そんなことを考えながら僕の席だったそこを通り越し、新しい自分の席へと座る。
「永川、おはよ」
「おはよう、武藤君」
「英語の宿題やった?難しくてわかんないところあったから教えて欲しくて」
「あ、うんやったよ。いいよ。問2のやつでしょ。僕もわからなくて姉貴に聞いちゃった」
「え、永川くんおねーちゃんいるんだ!いいなぁ!」
既に登校してきていた武藤君や村田さんたちと会話しながら朝の時間を過ごす。
左隣の席はまだ空席のままだ。
そういえば、な話がある。
他の高校に通ったことがないからわからないけど、僕の通うこの高校には【朝学習】という時間が設けられている。8時30~40分の10分間課題プリントか読書を自席で行う謎時間。
出欠確認のSHRはこの時間が終わったら行われるから、必ずしも出席しなければいけない時間ではない。(特進科と進学科は絶対出席でこの時間も出席取られるらしい。一般科でよかった。)
運動部など朝練のある部活生は少し遅れてきても問題ない、少し緩い自習時間。それが【朝学習】。
現在時刻8時35分。ちょうどその朝学習の時間なわけだけれど、左隣の席は相変わらず空席のまま。
そして、8時40分
SHRが始まる時間を知らせるチャイムが鳴る中、少しガヤガヤしだす教室内にそれは聞こえる。
『っしゃ、セーフ!!』
「アウトだボケ。
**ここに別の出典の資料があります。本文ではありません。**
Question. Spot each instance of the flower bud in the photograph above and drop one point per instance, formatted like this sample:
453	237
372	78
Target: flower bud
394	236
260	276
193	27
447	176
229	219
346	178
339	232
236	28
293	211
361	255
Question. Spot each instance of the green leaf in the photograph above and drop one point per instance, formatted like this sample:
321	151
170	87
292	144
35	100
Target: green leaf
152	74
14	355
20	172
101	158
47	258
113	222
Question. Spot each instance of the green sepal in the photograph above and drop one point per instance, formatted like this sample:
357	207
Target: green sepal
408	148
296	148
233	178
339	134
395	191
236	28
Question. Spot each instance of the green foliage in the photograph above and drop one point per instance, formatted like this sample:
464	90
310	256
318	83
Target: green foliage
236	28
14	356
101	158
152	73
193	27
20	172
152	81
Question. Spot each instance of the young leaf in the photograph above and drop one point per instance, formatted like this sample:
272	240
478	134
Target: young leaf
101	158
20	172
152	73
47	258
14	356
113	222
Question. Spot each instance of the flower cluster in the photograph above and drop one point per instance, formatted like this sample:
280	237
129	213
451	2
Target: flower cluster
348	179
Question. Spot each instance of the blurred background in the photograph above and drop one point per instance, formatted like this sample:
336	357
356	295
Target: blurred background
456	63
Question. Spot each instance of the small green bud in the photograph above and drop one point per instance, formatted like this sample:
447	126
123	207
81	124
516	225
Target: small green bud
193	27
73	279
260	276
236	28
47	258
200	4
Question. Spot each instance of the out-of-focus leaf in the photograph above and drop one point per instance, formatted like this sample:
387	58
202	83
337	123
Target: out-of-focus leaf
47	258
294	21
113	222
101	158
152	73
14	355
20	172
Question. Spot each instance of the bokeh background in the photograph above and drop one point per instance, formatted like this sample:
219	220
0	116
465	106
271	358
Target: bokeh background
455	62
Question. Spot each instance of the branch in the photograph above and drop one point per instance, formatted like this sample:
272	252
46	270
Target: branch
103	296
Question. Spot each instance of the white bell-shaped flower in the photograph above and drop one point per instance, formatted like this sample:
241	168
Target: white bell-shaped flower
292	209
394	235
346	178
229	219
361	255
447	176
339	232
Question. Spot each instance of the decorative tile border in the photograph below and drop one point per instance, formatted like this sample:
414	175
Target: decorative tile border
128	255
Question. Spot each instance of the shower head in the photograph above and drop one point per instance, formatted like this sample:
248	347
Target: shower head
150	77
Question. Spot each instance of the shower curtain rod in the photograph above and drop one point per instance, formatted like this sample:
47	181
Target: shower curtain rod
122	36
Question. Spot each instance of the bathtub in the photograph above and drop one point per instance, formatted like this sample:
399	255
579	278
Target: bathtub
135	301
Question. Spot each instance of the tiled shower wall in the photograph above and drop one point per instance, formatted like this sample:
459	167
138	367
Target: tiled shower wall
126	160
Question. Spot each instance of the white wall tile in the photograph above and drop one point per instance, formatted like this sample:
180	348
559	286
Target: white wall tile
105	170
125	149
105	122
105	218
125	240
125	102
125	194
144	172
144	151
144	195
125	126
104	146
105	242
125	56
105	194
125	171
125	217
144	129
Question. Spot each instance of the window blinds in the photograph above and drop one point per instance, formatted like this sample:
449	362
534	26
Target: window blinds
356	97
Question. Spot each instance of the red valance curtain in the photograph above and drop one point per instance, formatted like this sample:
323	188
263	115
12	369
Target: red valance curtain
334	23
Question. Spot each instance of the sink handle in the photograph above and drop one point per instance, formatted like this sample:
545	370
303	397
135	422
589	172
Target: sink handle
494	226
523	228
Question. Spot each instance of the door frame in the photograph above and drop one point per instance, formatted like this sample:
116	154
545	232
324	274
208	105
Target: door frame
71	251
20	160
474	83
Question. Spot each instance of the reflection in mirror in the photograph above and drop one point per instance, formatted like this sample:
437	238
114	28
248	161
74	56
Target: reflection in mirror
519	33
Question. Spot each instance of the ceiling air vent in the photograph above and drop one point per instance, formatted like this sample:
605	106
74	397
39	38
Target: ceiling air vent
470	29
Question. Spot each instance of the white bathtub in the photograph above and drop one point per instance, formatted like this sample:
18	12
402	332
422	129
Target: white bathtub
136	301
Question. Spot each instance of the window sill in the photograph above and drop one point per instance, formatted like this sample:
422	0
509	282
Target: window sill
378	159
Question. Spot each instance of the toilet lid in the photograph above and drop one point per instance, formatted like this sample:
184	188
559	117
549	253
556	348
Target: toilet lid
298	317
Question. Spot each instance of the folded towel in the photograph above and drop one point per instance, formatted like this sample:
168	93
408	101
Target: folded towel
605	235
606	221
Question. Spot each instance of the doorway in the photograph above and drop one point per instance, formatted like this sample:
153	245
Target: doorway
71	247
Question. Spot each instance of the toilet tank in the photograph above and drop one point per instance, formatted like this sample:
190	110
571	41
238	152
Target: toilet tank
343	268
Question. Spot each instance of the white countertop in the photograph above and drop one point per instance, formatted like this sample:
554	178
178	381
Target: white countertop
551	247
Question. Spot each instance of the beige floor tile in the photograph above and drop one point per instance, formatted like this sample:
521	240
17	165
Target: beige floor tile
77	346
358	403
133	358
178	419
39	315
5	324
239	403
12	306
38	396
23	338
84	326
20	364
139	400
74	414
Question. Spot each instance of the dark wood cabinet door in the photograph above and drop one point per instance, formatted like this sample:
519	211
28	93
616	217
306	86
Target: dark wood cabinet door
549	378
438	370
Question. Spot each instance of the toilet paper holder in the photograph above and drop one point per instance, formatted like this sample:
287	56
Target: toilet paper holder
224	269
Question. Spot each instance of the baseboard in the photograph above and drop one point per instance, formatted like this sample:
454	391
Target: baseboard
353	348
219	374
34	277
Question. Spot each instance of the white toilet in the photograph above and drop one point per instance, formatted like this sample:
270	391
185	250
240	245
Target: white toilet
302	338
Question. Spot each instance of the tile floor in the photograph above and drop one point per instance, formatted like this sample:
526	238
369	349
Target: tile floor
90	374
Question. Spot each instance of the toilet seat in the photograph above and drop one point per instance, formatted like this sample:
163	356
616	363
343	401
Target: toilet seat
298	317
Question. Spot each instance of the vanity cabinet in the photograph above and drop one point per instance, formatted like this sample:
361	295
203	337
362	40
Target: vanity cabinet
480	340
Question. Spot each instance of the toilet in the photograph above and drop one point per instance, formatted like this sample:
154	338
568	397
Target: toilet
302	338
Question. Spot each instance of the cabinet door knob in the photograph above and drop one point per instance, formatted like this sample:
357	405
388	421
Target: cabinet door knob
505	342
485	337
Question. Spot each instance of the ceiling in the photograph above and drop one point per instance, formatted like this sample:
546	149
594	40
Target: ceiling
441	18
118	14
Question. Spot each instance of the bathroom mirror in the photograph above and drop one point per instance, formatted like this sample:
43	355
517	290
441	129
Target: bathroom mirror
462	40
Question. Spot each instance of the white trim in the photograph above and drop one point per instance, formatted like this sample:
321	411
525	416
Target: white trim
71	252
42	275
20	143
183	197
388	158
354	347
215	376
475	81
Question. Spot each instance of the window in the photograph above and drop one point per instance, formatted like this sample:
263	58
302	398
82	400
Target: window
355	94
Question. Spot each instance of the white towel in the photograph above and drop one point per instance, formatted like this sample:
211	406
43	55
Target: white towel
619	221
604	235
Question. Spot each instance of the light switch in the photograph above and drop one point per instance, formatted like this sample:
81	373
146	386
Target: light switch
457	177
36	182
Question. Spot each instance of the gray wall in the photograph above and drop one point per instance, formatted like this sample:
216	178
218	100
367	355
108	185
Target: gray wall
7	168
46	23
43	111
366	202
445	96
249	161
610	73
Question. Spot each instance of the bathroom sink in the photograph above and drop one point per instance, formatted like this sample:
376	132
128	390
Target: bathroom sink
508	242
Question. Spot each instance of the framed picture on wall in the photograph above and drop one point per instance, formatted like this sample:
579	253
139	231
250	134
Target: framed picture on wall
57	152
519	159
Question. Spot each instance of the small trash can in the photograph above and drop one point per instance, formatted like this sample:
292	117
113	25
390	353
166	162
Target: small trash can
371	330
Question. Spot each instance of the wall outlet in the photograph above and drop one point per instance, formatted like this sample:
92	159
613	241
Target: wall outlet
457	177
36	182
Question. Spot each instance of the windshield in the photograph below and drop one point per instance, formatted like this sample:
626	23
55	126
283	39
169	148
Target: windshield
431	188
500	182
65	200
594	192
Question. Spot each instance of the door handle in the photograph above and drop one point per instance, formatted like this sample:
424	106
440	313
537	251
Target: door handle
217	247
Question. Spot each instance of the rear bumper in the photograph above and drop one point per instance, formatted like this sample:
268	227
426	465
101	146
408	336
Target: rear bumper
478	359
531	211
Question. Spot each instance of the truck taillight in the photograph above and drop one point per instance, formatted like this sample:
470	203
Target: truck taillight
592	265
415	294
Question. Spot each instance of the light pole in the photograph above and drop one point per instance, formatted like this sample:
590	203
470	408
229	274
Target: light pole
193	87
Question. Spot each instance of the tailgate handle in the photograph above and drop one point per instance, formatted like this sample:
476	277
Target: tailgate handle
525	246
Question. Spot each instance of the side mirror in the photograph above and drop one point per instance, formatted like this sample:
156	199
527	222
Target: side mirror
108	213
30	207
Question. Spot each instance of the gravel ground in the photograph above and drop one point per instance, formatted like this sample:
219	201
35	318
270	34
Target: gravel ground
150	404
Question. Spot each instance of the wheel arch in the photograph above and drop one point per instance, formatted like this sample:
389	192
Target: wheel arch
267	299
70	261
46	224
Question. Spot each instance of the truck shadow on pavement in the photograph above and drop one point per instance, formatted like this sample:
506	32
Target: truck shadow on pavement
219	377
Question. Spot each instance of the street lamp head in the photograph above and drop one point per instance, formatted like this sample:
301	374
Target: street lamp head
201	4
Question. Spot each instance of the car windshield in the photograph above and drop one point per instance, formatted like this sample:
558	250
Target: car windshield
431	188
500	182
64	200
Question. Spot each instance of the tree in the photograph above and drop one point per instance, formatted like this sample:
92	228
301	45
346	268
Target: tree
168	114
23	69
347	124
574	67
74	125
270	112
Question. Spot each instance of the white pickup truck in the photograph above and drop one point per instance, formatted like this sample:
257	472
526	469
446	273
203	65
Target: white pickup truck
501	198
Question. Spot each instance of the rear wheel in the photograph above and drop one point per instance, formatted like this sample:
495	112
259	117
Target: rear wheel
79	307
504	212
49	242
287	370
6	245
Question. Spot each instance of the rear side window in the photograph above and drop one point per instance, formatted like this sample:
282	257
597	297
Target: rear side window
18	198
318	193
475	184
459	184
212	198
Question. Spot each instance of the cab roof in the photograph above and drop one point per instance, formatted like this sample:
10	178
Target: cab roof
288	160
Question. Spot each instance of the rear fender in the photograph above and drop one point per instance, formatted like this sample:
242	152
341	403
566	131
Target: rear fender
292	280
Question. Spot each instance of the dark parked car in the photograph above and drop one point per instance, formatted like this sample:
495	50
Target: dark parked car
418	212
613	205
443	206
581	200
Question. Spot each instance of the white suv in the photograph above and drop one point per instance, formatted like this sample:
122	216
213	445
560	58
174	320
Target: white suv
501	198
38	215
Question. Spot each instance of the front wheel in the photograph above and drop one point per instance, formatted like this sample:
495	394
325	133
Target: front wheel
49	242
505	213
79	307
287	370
はよ入れ」
ガラッと大きな音で教室のドアを開け、そう騒ぐのは今日から隣の席になった萩谷さん。
後に続く様に入ってくる担任に小突かれながら朝から元気な萩谷さんは『おはよう』『おはよう』と通り過ぎるみんなに挨拶しながら昨日までの席へ行こうとしていた。すぐに数名の女子から席替えしたよとからかわれつつこちらに歩いてくる。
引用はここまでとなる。